Asif H M Shahzad, Sanguinetti Guido
Stat Appl Genet Mol Biol. 2013 Oct 1;12(5):545-57. doi: 10.1515/sagmb-2012-0010.
We present a novel method for simultaneous inference and nonparametric clustering of transcriptional dynamics from gene expression data. The proposed method uses gene expression data to infer time-varying TF profiles and cluster these temporal profiles according to the dynamics they exhibit. We use the latent structure of factorial hidden Markov model to model the transcription factor profiles as Markov chains and cluster these profiles using nonparametric mixture modeling. An efficient Gibbs sampling scheme is proposed for inference of latent variables and grouping of transcriptional dynamics into a priori unknown number of clusters. We test our model on simulated data and analyse its performance on two expression datasets; S. cerevisiae cell cycle data and E. coli oxygen starvation response data. Our results show the applicability of the method for genome wide analysis of expression data.

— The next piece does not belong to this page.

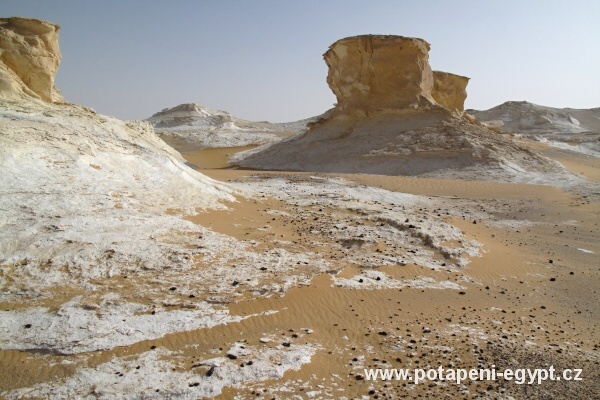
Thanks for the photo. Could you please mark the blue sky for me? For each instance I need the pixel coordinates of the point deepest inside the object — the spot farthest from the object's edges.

我们提出了一种从基因表达数据中同时进行转录动力学推断和非参数聚类的新方法。所提出的方法利用基因表达数据来推断随时间变化的转录因子谱,并根据它们所展现的动力学对这些时间谱进行聚类。我们使用因子隐马尔可夫模型的潜在结构将转录因子谱建模为马尔可夫链,并使用非参数混合建模对这些谱进行聚类。提出了一种有效的吉布斯采样方案,用于潜在变量的推断以及将转录动力学分组为事先未知数量的簇。我们在模拟数据上测试了我们的模型,并分析了其在两个表达数据集上的性能;酿酒酵母细胞周期数据和大肠杆菌氧饥饿反应数据。我们的结果表明了该方法在全基因组表达数据分析中的适用性。